This study was aimed at determining if microalbuminuria could be induced by mild to moderate exercise
in the dog. Twenty-six dogs were studied after undergoing tests to rule out hyperglycemia, urinary tract
infection, azotemia, and a urine protein:creatinine ratio > 1. Exercise consisted of 20 min of flat
treadmill running. Urine samples were collected on 2 separate days before exercise, the morning of exercise,
3 h post-exercise, 7-9 h post-exercise, and each of 2 mornings after exercise. For 24 of 26 dogs, this
procedure was repeated after a minimum 7-d interval between exercise sessions. The canine ERD (early
renal disease)-Screen Urine Test was used to determine semiquantitative urine albumin concentrations.

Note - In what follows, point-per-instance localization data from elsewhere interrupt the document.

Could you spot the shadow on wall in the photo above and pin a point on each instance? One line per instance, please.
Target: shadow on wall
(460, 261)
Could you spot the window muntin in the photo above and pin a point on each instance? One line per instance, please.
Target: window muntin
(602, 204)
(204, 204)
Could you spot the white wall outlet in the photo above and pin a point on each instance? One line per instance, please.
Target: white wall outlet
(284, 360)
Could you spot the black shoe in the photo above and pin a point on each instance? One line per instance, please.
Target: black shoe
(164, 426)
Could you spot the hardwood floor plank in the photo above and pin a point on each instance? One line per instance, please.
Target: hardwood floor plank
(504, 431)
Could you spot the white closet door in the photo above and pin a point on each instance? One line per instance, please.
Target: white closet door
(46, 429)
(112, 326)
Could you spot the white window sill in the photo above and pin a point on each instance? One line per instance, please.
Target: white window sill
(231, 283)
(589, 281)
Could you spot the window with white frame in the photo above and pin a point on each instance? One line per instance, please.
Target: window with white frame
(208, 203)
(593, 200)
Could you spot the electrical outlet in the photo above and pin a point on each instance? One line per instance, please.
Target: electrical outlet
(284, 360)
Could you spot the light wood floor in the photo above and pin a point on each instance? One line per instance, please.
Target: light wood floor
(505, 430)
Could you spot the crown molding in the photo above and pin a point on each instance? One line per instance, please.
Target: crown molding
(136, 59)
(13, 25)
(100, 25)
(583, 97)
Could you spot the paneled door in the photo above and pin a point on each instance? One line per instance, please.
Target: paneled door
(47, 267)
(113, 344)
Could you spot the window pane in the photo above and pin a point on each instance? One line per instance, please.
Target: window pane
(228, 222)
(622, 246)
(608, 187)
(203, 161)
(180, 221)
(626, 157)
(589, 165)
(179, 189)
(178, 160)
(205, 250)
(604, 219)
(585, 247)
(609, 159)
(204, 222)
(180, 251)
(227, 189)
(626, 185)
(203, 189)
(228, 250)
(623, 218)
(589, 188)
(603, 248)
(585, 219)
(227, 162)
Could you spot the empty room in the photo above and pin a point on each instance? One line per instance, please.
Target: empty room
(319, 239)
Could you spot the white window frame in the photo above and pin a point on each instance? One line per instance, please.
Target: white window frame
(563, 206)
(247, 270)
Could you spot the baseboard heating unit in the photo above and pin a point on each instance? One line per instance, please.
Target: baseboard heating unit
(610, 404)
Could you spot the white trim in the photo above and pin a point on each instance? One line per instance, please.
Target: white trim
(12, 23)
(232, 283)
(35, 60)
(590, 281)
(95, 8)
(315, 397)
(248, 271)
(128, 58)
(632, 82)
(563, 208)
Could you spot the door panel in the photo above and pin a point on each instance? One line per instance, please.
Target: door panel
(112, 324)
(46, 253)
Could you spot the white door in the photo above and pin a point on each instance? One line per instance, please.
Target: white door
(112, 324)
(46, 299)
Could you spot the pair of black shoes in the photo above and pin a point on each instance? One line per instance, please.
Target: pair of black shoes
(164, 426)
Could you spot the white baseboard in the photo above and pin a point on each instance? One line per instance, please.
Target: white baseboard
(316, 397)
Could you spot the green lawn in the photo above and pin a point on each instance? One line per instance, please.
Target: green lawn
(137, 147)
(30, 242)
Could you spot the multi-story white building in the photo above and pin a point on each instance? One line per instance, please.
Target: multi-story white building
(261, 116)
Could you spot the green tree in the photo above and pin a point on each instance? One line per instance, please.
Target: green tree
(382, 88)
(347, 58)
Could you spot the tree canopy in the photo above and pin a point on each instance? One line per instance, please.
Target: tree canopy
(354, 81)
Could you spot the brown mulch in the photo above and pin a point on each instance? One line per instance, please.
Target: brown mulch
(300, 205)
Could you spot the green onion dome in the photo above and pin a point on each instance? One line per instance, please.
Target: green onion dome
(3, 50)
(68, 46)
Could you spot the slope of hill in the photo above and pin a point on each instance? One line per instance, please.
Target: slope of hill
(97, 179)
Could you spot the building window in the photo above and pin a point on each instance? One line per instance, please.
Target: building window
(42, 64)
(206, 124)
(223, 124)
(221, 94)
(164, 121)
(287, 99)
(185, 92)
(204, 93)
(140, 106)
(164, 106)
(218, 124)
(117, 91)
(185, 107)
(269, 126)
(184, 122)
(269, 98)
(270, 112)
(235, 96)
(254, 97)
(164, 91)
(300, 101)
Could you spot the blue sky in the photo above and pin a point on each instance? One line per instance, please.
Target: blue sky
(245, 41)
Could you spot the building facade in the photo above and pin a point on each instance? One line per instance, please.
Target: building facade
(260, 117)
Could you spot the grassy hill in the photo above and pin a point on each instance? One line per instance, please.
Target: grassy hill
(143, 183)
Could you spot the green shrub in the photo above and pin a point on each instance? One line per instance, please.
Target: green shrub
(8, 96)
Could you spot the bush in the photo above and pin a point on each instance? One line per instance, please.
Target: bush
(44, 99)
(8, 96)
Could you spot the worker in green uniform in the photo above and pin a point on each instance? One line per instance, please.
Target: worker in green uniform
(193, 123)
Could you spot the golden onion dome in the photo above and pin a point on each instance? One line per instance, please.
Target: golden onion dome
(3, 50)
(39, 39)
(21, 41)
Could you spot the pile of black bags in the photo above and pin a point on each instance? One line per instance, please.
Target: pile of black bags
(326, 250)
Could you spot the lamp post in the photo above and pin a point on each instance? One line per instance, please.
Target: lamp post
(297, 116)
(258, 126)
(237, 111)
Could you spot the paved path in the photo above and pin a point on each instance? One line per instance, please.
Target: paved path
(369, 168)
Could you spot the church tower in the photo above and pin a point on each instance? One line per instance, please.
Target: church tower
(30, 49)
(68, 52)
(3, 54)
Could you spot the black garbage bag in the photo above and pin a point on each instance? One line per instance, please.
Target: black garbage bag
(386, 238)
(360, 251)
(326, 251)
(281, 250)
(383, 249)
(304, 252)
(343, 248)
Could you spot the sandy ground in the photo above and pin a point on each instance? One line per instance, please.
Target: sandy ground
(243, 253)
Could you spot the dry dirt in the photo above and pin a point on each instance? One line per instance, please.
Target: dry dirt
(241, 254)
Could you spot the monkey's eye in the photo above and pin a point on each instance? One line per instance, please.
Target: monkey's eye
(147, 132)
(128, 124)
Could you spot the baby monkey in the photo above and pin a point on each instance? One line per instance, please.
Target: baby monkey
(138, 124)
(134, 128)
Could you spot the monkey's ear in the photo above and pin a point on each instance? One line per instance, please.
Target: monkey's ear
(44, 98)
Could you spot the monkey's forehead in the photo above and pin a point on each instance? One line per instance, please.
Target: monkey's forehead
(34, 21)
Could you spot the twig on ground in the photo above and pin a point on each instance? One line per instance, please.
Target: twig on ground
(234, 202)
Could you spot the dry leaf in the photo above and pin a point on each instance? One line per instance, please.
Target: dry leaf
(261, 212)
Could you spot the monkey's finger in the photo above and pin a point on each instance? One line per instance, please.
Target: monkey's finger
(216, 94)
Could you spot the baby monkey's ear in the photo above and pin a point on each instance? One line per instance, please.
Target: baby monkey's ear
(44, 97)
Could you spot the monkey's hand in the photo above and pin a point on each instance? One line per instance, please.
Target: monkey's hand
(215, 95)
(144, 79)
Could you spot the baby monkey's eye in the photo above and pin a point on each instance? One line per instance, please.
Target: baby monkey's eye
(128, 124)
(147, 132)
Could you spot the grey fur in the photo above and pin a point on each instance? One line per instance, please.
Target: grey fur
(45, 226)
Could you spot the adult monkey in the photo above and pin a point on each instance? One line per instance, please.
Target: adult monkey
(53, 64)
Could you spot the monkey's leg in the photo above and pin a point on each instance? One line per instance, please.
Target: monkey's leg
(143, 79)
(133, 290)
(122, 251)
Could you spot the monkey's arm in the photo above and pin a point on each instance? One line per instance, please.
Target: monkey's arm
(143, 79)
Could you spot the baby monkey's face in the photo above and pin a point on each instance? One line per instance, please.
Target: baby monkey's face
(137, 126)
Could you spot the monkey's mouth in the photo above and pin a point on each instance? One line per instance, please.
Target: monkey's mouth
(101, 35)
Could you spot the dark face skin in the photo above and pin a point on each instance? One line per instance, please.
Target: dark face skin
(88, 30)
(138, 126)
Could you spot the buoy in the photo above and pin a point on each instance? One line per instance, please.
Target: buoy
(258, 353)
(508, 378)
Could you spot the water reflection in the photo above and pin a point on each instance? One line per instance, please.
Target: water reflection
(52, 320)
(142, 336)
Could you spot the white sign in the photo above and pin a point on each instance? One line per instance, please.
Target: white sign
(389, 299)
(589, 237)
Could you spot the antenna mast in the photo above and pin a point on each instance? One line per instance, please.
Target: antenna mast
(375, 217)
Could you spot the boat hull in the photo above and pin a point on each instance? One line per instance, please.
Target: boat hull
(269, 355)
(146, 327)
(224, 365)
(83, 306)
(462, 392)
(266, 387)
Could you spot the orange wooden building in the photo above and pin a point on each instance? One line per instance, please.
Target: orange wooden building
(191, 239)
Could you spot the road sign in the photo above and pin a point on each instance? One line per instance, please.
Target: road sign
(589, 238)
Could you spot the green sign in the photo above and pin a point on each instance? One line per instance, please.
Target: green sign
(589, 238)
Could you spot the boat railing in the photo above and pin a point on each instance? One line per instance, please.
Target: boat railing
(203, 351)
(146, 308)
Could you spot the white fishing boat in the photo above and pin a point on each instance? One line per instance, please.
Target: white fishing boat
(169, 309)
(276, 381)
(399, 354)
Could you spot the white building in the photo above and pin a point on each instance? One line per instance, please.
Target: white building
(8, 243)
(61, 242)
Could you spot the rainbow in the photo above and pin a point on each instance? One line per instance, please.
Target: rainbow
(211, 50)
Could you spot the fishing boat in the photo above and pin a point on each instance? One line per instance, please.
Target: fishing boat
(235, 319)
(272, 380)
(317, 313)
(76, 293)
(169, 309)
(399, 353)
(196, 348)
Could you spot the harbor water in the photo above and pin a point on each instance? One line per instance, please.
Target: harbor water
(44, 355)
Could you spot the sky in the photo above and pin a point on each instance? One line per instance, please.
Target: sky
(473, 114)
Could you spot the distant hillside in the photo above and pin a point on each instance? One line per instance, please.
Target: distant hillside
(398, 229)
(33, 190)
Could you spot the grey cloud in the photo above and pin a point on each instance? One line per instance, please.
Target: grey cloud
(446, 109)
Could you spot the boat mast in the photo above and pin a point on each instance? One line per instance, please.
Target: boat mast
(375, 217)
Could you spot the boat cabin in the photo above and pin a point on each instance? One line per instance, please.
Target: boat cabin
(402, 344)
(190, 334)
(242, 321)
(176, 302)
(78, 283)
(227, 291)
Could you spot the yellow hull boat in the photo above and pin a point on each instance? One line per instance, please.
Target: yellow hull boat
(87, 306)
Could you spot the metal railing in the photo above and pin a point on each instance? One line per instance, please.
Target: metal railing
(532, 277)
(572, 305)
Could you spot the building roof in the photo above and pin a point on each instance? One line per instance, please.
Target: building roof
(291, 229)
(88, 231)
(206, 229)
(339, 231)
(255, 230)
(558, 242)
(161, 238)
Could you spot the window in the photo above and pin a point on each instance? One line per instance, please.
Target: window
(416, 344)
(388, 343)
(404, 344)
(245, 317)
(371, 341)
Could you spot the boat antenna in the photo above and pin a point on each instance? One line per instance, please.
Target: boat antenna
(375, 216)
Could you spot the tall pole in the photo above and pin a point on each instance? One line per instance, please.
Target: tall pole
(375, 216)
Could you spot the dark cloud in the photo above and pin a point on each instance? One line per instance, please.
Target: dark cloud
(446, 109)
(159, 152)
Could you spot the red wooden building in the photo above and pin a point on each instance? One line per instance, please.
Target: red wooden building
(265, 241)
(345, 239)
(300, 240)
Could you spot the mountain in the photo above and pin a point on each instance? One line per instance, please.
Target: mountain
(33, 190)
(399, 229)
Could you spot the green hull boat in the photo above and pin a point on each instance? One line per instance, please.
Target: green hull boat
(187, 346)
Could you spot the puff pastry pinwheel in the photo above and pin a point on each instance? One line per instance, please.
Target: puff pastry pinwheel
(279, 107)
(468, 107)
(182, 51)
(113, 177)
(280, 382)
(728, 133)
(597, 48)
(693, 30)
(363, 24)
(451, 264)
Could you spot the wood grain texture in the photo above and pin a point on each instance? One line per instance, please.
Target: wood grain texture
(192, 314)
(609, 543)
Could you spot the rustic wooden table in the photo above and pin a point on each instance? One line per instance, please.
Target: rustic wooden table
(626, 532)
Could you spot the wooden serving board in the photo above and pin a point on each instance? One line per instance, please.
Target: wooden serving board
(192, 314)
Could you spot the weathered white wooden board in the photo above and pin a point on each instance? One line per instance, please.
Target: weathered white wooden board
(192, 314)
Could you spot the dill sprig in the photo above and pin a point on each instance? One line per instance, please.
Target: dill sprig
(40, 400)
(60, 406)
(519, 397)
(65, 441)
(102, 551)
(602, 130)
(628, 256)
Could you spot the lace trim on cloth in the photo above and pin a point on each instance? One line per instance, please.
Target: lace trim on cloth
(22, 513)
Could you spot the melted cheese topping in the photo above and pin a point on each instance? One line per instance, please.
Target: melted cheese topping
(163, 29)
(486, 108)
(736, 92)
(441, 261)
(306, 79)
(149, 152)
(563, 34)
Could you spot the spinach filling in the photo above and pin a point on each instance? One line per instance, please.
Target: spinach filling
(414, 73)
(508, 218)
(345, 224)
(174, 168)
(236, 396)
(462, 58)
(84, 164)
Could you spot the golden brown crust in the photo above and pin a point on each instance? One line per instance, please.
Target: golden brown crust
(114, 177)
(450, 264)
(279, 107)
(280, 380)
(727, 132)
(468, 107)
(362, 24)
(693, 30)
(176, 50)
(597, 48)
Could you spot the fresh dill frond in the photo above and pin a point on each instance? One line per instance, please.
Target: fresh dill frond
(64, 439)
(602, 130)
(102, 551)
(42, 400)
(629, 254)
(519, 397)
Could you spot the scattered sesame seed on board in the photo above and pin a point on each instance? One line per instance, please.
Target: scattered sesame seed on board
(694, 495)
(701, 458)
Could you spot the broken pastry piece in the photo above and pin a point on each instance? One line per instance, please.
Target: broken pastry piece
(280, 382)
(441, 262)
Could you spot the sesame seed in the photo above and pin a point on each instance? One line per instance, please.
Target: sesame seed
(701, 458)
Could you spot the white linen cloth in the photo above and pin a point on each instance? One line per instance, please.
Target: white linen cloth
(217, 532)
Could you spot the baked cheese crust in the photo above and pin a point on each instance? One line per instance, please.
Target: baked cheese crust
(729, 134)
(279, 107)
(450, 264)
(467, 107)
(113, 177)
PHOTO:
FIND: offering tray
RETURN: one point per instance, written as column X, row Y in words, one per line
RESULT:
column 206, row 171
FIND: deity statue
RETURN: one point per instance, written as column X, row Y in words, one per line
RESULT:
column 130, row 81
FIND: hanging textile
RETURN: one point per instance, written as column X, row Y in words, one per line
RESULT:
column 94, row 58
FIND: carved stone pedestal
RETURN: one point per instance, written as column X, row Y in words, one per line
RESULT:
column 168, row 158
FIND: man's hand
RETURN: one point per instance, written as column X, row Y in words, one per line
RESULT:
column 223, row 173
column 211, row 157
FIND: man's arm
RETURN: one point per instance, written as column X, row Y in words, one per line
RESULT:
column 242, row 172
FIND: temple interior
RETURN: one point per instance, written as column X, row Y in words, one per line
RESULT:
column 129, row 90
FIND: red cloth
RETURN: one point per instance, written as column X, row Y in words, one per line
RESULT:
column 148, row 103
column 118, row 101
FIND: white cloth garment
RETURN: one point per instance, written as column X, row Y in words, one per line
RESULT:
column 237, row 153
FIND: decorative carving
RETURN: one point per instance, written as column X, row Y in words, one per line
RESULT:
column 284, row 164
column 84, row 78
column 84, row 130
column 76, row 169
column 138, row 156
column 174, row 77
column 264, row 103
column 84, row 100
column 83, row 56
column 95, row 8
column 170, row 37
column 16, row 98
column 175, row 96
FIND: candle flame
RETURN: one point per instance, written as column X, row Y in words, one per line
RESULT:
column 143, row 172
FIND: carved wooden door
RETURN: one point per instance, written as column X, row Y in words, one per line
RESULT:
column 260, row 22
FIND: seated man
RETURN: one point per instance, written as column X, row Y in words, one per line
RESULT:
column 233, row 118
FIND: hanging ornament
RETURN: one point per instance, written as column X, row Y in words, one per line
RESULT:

Microalbuminuria-positive samples were further analyzed to determine quantitative albumin concentrations.
Four (15%) dogs were microalbuminuria positive. In each of them, microalbuminuria was present both before
and after exercise with no quantitative increase in urine albumin concentration post-exercise. Twenty-two
(85%) dogs were microalbuminuria-negative throughout the study and did not develop microalbuminuria at any
time after exercise. On a 95% confidence interval, the proportion of dogs that might be expected to develop
microalbuminuria after exercise is between 0 and 15%.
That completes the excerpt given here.